Entrambi, anche in questo caso, avevano un permesso di soggiorno provvisorio per protezione internazionale. Arrestati anche due pizzaioli che, su prenotazione, garantivano un servizio di rapida consegna non solo di gustose “margherite”, ma anche di cocaina  (operazione condotta dalla polizia a Mulinu Becciu nel cagliaritano). Un odontotecnico milanese di cinquantunanni, invece, aveva pensato di occultare oltre 2kg di  marijuana nell’officina dei genitori, a Martinsicuro (Teramo), ed è finito per questo nel carcere del capoluogo abruzzese. A Potenza e Venosa, polizia e carabinieri denunciano tre studenti minorenni spacciatori di hashish all’interno di un istituto superiore ( gli episodi di consumo e spaccio nelle scuole e nelle vicinanze, ormai, non si contano più!). Ketamina, cocaina e amfetamine venivano servite ai clienti su vassoi, in un bar di Prato, da intraprendenti gestori cinesi.

Il “servizio” è stato interrotto dalla polizia che ha trovato anche alcuni giovani cinesi non in regola con le norme sul soggiorno.
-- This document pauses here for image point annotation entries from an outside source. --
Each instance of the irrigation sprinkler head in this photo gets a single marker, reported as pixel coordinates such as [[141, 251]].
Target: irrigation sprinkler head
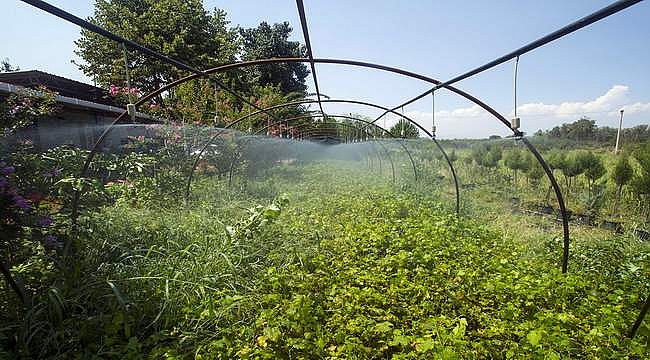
[[130, 108], [515, 124]]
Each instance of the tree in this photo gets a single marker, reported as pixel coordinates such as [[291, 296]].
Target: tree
[[405, 129], [181, 29], [621, 175], [5, 66], [266, 41]]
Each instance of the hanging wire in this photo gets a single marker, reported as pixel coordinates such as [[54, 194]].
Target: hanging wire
[[515, 123], [402, 123], [433, 114]]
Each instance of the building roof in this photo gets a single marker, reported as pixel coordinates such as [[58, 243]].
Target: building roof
[[63, 86]]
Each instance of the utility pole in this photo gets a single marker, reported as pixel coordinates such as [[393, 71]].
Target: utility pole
[[618, 135]]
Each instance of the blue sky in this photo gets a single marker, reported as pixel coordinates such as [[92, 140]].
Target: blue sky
[[593, 72]]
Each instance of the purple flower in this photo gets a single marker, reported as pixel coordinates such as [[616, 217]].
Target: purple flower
[[114, 90], [44, 222], [21, 202], [8, 170], [52, 242]]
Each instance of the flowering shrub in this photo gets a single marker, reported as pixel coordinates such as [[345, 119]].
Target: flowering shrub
[[24, 107]]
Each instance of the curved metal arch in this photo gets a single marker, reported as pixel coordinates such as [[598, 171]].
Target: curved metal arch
[[390, 158], [292, 103], [408, 153], [392, 165], [497, 115], [406, 150]]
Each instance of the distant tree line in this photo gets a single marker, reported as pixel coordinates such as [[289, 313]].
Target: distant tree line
[[586, 130]]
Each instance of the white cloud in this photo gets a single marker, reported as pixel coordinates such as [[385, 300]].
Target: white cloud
[[612, 100], [473, 121]]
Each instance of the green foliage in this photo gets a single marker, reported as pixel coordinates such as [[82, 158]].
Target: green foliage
[[405, 129], [180, 29], [350, 267], [270, 41], [516, 160], [623, 171], [5, 66], [585, 130], [25, 107], [641, 181]]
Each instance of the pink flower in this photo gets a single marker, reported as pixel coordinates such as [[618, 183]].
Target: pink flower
[[114, 90]]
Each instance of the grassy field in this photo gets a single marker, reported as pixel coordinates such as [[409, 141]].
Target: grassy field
[[331, 260]]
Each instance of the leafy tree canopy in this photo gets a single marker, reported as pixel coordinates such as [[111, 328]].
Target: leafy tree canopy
[[5, 66], [269, 41], [181, 29], [405, 129]]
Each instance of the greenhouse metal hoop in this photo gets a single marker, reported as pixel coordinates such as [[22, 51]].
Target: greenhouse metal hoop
[[312, 132], [581, 23], [356, 102], [204, 148], [219, 69]]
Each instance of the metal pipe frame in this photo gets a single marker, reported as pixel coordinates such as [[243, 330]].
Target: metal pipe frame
[[574, 26], [237, 65], [384, 130], [241, 119]]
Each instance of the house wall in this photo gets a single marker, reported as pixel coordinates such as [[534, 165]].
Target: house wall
[[80, 128]]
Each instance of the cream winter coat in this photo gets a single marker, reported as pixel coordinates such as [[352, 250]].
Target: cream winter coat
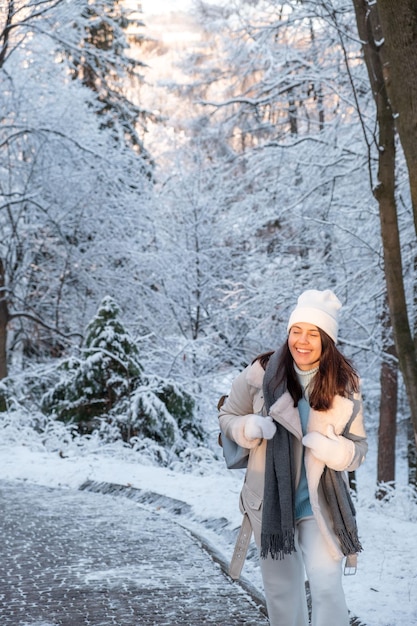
[[345, 416]]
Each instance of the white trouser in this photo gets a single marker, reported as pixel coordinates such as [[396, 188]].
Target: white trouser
[[284, 582]]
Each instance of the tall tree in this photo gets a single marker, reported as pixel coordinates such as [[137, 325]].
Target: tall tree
[[387, 30], [69, 193]]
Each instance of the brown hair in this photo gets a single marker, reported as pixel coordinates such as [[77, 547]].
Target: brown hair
[[336, 375]]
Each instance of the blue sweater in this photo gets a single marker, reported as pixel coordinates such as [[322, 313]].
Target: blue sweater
[[302, 500]]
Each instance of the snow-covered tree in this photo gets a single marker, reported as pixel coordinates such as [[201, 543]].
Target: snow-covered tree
[[73, 202], [107, 383]]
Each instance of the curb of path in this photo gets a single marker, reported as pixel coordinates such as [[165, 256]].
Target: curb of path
[[177, 509]]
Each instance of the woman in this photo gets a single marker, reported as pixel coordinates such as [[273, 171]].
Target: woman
[[299, 412]]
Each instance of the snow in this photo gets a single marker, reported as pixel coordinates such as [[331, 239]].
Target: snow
[[382, 593]]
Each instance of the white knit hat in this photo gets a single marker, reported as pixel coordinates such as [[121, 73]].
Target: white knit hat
[[320, 308]]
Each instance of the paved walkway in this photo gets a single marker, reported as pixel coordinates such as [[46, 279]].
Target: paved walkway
[[74, 558]]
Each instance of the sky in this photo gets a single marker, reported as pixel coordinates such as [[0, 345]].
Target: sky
[[382, 593]]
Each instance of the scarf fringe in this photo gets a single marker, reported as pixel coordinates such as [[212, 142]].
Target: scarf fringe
[[277, 545], [349, 541]]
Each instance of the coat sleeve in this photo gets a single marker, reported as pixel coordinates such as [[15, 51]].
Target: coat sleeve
[[355, 431], [236, 410]]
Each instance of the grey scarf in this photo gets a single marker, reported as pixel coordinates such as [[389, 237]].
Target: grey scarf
[[278, 523]]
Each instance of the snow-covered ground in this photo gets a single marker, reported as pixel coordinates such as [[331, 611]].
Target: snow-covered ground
[[382, 593]]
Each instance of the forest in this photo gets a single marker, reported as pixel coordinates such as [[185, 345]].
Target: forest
[[150, 253]]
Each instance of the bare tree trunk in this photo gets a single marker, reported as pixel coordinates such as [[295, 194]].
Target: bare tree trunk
[[387, 414], [4, 319], [399, 58], [374, 34]]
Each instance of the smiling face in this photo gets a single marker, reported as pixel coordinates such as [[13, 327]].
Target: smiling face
[[304, 342]]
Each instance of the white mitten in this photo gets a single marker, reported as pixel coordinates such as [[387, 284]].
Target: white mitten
[[259, 427], [335, 451]]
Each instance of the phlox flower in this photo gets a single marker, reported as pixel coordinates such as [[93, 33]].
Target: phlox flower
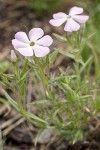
[[34, 43], [72, 19]]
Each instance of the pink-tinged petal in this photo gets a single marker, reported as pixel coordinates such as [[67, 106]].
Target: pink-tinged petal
[[71, 25], [75, 11], [41, 51], [57, 22], [35, 34], [59, 15], [45, 41], [80, 18], [27, 51], [22, 37], [17, 44]]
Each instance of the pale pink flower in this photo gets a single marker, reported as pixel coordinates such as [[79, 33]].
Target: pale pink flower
[[34, 43], [72, 19], [13, 56]]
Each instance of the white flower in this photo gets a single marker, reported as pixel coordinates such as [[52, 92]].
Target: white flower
[[73, 19], [36, 43]]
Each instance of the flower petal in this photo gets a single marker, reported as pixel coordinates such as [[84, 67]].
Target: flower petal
[[57, 22], [21, 36], [41, 51], [75, 11], [71, 25], [17, 44], [45, 41], [80, 18], [35, 34], [27, 51], [59, 15]]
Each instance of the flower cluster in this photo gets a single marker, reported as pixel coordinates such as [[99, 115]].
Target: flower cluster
[[72, 19], [38, 44]]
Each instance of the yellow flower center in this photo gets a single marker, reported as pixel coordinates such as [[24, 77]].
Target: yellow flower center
[[68, 17], [32, 44]]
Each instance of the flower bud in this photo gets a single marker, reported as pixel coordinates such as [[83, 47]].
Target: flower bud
[[13, 56]]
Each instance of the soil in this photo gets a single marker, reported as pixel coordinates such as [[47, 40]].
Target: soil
[[20, 135]]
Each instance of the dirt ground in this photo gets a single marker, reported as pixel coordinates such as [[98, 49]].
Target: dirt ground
[[21, 135]]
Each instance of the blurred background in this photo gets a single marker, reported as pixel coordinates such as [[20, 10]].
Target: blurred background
[[22, 15], [17, 15]]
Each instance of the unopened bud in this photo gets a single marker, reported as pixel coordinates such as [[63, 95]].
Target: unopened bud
[[13, 56]]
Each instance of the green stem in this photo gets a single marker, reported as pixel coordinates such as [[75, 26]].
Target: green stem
[[43, 78]]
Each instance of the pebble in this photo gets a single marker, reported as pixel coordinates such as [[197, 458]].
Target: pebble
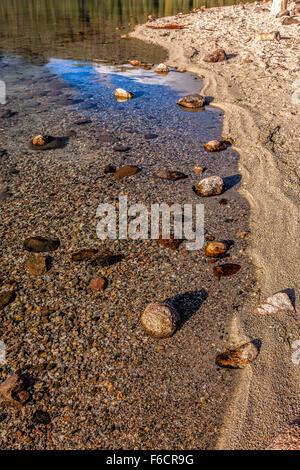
[[192, 101], [238, 358], [217, 56], [274, 304], [37, 265], [160, 320], [210, 186], [124, 171], [98, 284], [216, 249], [215, 145], [171, 175], [41, 244]]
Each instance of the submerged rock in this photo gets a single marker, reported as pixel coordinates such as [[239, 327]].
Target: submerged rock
[[238, 358], [275, 304], [162, 68], [217, 56], [6, 297], [215, 145], [124, 171], [160, 320], [216, 249], [41, 244], [192, 101], [122, 94], [171, 175], [211, 186]]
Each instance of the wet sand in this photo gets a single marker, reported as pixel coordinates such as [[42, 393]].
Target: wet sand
[[103, 381], [255, 89]]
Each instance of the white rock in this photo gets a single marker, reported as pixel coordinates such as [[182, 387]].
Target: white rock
[[275, 304]]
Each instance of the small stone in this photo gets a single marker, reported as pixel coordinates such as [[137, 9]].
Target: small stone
[[41, 244], [217, 56], [288, 21], [11, 391], [124, 171], [109, 169], [215, 145], [41, 417], [211, 186], [6, 297], [37, 265], [122, 94], [171, 175], [170, 243], [198, 170], [274, 304], [98, 284], [160, 320], [238, 358], [162, 68], [225, 270], [192, 101], [216, 249]]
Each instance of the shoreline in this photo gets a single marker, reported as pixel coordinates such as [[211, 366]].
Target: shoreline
[[254, 89]]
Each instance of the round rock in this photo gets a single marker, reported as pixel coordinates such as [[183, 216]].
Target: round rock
[[211, 186], [160, 320]]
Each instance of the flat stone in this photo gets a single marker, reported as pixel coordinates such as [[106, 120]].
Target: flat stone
[[160, 320], [192, 101], [210, 186], [274, 304], [41, 244], [238, 358]]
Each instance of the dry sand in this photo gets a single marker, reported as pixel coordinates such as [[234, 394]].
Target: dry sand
[[255, 89]]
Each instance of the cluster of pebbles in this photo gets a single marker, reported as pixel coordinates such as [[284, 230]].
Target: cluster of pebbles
[[73, 329]]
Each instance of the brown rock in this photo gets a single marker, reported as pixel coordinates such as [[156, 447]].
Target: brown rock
[[238, 358], [170, 243], [124, 171], [216, 249], [211, 186], [171, 175], [13, 391], [37, 265], [6, 297], [224, 270], [192, 101], [288, 439], [215, 145], [98, 284], [160, 320], [288, 21], [41, 244], [217, 56]]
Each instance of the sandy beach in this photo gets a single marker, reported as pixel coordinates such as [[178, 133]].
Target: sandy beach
[[256, 89]]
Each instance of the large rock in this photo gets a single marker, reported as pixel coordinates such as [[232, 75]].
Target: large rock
[[41, 244], [238, 358], [274, 304], [192, 101], [211, 186], [160, 320], [217, 56]]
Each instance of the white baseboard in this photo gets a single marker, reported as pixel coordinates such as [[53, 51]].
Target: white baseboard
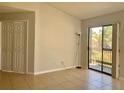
[[121, 78], [53, 70]]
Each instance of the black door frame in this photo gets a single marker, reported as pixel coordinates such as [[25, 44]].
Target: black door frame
[[102, 48]]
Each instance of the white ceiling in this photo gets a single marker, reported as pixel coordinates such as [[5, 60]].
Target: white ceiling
[[6, 9], [88, 10]]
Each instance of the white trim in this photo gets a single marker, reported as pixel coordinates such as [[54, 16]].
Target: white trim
[[117, 53], [53, 70], [121, 78]]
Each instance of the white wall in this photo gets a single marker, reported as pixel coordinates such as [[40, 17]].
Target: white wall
[[54, 36], [54, 39]]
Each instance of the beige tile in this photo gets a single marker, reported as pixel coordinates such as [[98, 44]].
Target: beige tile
[[71, 79]]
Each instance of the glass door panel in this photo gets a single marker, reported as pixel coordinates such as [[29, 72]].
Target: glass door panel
[[107, 49], [95, 48], [100, 49]]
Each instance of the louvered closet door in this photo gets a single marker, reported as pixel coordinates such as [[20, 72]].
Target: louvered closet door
[[19, 47], [7, 45]]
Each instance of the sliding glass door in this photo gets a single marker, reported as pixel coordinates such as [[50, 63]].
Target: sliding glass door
[[100, 49]]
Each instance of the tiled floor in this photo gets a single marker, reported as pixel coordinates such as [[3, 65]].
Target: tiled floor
[[71, 79], [98, 67]]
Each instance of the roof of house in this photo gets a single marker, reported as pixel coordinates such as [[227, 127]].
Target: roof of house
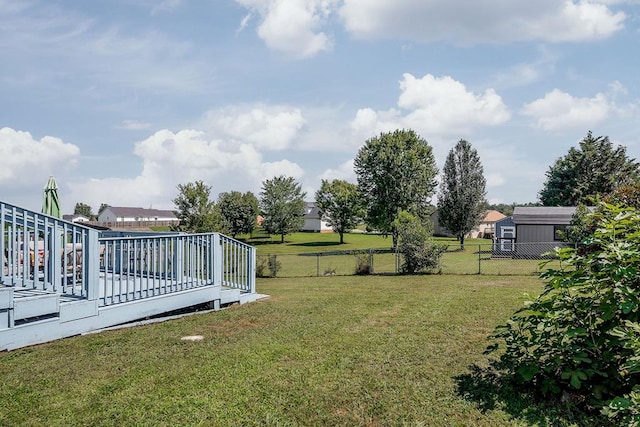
[[311, 210], [120, 211], [550, 215], [493, 216], [71, 217]]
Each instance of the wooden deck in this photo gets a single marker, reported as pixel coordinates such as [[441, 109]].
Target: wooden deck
[[75, 281]]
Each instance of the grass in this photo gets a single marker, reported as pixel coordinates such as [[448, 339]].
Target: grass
[[297, 256], [374, 351]]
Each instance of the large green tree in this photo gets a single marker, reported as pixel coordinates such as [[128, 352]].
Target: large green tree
[[340, 205], [461, 200], [282, 205], [238, 212], [84, 210], [594, 168], [396, 171], [195, 210]]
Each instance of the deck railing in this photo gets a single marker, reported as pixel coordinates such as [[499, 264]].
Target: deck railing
[[45, 253], [42, 252]]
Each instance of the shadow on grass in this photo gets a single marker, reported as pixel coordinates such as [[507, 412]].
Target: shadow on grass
[[489, 390], [315, 244]]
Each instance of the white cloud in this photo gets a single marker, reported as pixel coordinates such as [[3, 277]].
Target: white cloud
[[559, 111], [26, 161], [434, 107], [48, 41], [265, 127], [170, 159], [491, 21], [344, 172], [166, 6], [293, 26], [133, 125]]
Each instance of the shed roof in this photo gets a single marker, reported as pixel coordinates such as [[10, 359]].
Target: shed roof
[[550, 215]]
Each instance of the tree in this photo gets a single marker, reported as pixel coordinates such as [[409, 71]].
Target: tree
[[340, 204], [282, 206], [594, 168], [84, 210], [103, 206], [238, 212], [396, 171], [461, 201], [415, 243], [196, 212]]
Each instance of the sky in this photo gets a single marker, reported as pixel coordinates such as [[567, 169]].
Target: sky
[[123, 100]]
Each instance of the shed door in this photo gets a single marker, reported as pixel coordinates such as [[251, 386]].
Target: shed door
[[507, 235]]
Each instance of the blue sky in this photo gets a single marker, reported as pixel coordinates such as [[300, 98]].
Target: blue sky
[[122, 101]]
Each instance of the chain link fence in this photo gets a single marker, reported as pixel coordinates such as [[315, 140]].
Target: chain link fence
[[515, 259]]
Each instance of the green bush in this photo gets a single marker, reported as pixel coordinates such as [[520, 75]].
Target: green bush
[[268, 263], [581, 336], [363, 263]]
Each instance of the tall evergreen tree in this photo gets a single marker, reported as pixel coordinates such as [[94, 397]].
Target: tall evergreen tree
[[196, 212], [340, 204], [594, 168], [238, 212], [282, 205], [396, 171], [461, 200]]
Profonda amarezza anche per l’Arma dei Carabinieri che, al termine di un’indagine interna, a Roma, hanno, dovuto ammanettare, una settimana fa, quattro infedeli militari,  accusati di aver rivenduto droghe sequestrate nel corso di operazioni di servizio. “Mele marce” in un “cesto sano” di un’istituzione salda che, con la Polizia di Stato, rappresenta l’argine ad una criminalità sempre più arrogante e violenta.

 

di Piero Innocenti
(Dirigente generale della Polizia di Stato a riposo, Questore in alcune importanti città italiane ha avuto una pluriennale esperienza nella Direzione Centrale per i Servizi Antidroga svolgendo anche servizio in Colombia come esperto).